502 error - chatables

I got a 502 error here on Meta today. Apart from the pop up, I didn’t notice any unexpected behavior. I am not really sure what caused this, and I am not consistently able to reproduce it, but I was able to trigger it a few times.

Here is what I did:

  1. I used the + in the sidebar to open the DM chat with someone I talked to before but who is currently not in my sidebar.
  2. I used the full-screen chat button.
  3. I changed the size of the browser window so it was smaller.
  4. I made the browser window full screen again.
  5. I switched from full-screen chat back to the small chat window.
  6. About 7 seconds later, I saw

The browser console showed:

That’s all I have. I hope someone can make more of it than I can. If it helps, I have a video showing how I reproduced this.

1 Like

Maybe it’s caused by this step? Is it possible that it happens when you search for someone in that chat filter?

1 Like

I think I found the step I need to reproduce: When I type “L” into the chat filter the error appears about 30 seconds later

2 Likes

There was an bad query that was used to return the count of users with chat enabled in the chat group serializer and it was taking ~30s for your account which is the request timeout on our hosting (hence why you were getting it “randomly”)

3 Likes

Hmm, I see that it has been merged. Does that mean the error should no longer occur?

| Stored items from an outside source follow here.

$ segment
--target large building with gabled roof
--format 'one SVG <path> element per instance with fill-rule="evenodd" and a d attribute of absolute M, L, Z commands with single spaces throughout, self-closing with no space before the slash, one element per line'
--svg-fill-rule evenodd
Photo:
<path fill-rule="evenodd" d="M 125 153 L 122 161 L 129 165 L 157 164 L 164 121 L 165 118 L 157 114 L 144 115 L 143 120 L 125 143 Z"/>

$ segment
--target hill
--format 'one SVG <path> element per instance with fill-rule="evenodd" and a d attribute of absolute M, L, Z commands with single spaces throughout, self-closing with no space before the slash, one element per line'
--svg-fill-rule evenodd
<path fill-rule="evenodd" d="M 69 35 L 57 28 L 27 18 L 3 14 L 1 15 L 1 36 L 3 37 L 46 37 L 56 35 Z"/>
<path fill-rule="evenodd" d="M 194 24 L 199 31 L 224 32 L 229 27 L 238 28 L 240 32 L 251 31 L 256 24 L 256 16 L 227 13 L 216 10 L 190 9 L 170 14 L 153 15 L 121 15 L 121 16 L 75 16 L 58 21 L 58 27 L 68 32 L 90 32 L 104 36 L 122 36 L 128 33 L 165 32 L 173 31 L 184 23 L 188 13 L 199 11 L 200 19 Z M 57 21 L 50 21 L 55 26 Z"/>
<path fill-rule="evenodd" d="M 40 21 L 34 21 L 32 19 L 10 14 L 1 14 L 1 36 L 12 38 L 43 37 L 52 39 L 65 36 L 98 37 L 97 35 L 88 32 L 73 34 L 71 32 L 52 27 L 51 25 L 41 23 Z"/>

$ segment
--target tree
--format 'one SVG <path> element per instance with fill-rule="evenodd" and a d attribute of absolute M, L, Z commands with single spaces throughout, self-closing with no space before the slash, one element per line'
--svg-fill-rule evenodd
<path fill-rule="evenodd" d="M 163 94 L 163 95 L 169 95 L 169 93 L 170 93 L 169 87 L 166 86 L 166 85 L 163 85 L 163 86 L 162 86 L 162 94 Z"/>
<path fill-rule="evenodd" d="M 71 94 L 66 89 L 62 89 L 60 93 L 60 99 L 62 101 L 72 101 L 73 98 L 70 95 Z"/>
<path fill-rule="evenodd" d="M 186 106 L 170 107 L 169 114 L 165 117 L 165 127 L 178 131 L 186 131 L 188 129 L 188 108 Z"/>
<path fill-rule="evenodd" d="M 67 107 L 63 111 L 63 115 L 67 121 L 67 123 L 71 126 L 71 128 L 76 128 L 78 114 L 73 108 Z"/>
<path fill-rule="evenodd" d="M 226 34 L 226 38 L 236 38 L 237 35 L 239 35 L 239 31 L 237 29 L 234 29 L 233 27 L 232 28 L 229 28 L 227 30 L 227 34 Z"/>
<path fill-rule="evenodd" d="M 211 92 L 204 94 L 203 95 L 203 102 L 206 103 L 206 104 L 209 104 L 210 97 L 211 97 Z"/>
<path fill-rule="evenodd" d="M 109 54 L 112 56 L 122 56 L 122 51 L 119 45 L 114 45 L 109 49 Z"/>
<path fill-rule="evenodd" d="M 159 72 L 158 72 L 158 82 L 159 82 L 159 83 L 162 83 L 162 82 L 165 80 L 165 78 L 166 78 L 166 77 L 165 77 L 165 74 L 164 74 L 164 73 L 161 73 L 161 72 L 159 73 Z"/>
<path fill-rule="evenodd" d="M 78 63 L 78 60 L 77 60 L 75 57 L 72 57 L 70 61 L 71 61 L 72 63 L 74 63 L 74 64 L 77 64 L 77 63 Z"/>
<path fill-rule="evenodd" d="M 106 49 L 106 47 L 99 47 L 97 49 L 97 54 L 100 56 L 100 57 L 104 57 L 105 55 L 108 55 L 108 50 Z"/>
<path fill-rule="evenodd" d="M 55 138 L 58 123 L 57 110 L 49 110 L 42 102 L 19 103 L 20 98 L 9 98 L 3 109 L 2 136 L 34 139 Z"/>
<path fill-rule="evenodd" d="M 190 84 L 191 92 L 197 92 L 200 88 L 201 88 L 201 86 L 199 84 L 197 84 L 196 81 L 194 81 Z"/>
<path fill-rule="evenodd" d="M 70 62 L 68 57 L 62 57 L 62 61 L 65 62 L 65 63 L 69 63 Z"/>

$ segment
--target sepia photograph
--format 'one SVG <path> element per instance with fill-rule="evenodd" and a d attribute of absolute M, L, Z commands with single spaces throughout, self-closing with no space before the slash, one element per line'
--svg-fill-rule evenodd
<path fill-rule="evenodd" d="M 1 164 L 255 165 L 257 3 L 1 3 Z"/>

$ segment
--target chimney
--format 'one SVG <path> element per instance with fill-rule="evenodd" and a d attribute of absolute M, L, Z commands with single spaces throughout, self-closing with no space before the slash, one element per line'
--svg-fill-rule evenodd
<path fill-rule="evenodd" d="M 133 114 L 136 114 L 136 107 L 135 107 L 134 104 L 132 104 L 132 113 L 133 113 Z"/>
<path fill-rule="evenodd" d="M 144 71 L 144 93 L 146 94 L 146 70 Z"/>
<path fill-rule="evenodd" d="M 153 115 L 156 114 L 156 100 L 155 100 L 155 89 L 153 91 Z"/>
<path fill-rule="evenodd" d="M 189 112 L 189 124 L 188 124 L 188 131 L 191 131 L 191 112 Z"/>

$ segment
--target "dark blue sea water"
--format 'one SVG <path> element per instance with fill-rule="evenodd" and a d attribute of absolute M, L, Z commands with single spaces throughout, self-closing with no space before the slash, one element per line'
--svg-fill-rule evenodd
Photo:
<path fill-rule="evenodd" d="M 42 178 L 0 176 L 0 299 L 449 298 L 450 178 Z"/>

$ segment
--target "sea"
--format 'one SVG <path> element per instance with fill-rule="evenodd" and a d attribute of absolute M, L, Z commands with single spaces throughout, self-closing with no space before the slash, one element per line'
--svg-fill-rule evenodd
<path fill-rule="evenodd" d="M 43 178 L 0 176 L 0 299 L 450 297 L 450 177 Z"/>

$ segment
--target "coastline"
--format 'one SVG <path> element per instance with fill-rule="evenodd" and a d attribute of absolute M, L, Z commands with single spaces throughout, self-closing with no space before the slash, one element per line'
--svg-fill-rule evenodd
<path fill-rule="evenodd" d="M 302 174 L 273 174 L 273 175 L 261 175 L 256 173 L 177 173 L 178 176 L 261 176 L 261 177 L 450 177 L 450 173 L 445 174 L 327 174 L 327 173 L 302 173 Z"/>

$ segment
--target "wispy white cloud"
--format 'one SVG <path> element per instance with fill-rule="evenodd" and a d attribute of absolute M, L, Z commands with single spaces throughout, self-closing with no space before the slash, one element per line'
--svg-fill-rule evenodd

If I root caused it correctly, yes :sweat_smile:

Is it still happening?

It does, maybe less frequently. It’s strange; sometimes it takes a few seconds and the users are shown, and sometimes it fails.

:sad_but_relieved_face:

When it happens, can you show the network’s tab and the request that’s taking a long time?

Sigh. You ask that as if it only took two mouse clicks.

I’ll try.

That’s what I mean by saying that sometimes it takes a few seconds, and sometimes it fails:

image

Ok, I figured it out :sweat_smile:

My first fix only addressed part of the issue :man_facepalming: There was another inefficient database query happening when searching for groups in the chat filter. Depending on which groups matched your search term, the query could take a very long time to complete – sometimes exceeding our request timeout.

Interestingly, this only affected “regular” users and not “admins”, hence why I wasn’t able to reproduce myself :thinking:

When searching for groups, results are returned alphabetically. Admins can see all groups, so their first 10 results for “L” were small groups starting with ‘a’ (like “ai-personas” and other non-public groups). Regular users have more limited visibility, so their results included the large trust level groups :grimacing:, which is what caused the slow query.

Regular user sees:

  • trust_level_0: 62,506 users
  • trust_level_1: 34,494 users
  • trust_level_2: 4,727 users
  • trust_level_3: 39 users
  • trust_level_4: 13 users
  • plus some smaller groups

Total: ~102,000 users to load :collision:

Admin sees:

  • a*****: 4 users
  • a*****: 76 users
  • a*****: 0 users
  • a*****: 2 users
  • ai-personas: 138 users
  • etc.

Total: ~240 users to load :relieved:

1 Like

Why does searching for “L” return that group?

Just me failing at “anonymizing” the data and coming up with an example :man_facepalming:

1 Like

The full name of the group contains an L, so I wasn’t sure if that was the reason, or if it was a random example.